Bearbeiter: Stefan Pregesbauer

BAO: § 9 Abs 1

IO: § 30

Abstract

Die Lohnsteuer wird vom Arbeitnehmer geschuldet (§ 83 Abs 1 EStG). Für die Einbehaltung und Abfuhr haftet aber der Arbeitgeber dem Bund (§ 82 EStG). Er hat aufgrund dieser Bestimmung für eine fremde Schuld einzustehen. Die Geltendmachung dieser Haftung erfolgt durch Erlassung eines Haftungsbescheides, durch den die Abgabenschuld des Arbeitgebers entsteht. Die Zahlung der Lohnsteuer ist daher nach den Bestimmungen der §§ 30, 31 IO unanfechtbar, soweit kein Haftungsbescheid gegen den Arbeitgeber erlassen wurde. Werden anfechtungsfest bezahlte Lohnsteuern zu Unrecht vom Insolvenzverwalter angefochten, und entspricht das Finanzamt diesen Anfechtungen, ist für die dadurch eingetretene Uneinbringlichkeit der Lohnsteuern bei der Primärschuldnerin nicht die verspätete Entrichtung durch den Geschäftsführer kausal, sondern die unberechtigte Anfechtung der Zahlungen durch den Insolvenzverwalter und die zu Unrecht erfolgte Anerkennung dieser Anfechtung durch das Finanzamt. Für eine Geschäftsführerhaftung fehlt daher der Kausalzusammenhang zwischen Pflichtverletzung und Uneinbringlichkeit.

BFG 8. 1. 2024, RV/5100500/2020

Sachverhalt

Der Bf war Geschäftsführer einer mittlerweile insolventen GmbH. Die GmbH entrichtete in den letzten Jahren mehrfach Selbstbemessungsabgaben nicht rechtzeitig und hielt auch Ratenbewilligungen nicht ein. Lohnabgaben wurden bekannt gegeben, aber nur teilweise und verspätet entrichtet. Auf Ersuchen des Finanzamtes hat daher die Finanzprokuratur am 23. 6. 2016 einen Insolvenzantrag gestellt. Dieser Antrag wurde aber zunächst durch das Landesgericht abgewiesen, schließlich aber durch das Oberlandesgericht am 21. 10. 2016 Folge gegeben.
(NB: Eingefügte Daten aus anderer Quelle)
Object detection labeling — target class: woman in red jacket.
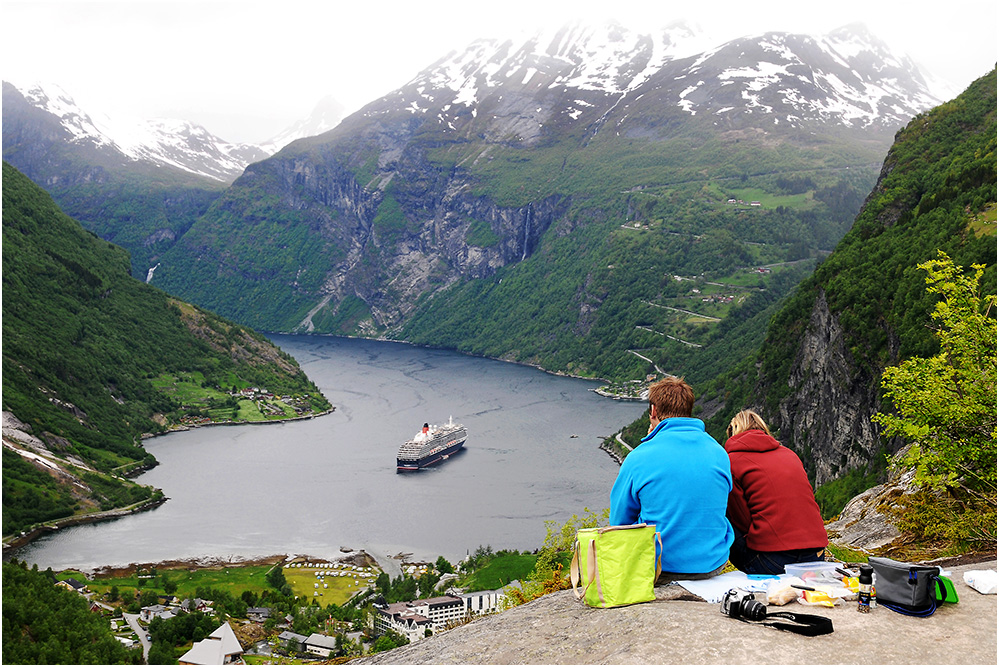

Die Gesellschaft beantragte dann ein Sanierungsverfahren, das am 1. 12. 2016 eröffnet wurde.

Anschließend hat der Masseverwalter der GmbH die an das Finanzamt zwischen dem 1. 6. 2016 und dem 1. 12. 2016 geleisteten Saldozahlungen iHv € 52.000 angefochten. Das Finanzamt hat diese Anfechtungen anerkannt und € 52.000 an die GmbH zurückgezahlt. Durch diese Rückzahlung lebte die Lohnsteuer wieder auf, die durch diese Teilzahlungen abgedeckt war. Der Bf wurde dann persönlich zur Haftung für die offene Lohnsteuer gem § 9 BAO iVm § 80 BAO herangezogen, wogegen sich die Beschwerde richtet.

Entscheidung des BFG

§ 80 Abs 1 BAO verpflichtet die zur Vertretung juristischer Personen berufenen Personen, dafür zu sorgen, dass die Abgaben aus den Mitteln, die sie verwalten, entrichtet werden. Nach § 9 Abs 1 BAO haftet ein Vertreter gem § 80 BAO für die Abgaben des vertretenen Abgabepflichtigen, wenn die Abgaben infolge schuldhafter Verletzung der den Vertretern auferlegten Pflichten nicht eingebracht werden können. Voraussetzung für die Haftung sind eine Abgabenforderung gegen den Vertretenen, die Stellung als Vertreter, die Uneinbringlichkeit der Abgabenforderung, eine Pflichtverletzung des Vertreters, dessen Verschulden an der Pflichtverletzung und die Kausalität der Pflichtverletzung für die Uneinbringlichkeit.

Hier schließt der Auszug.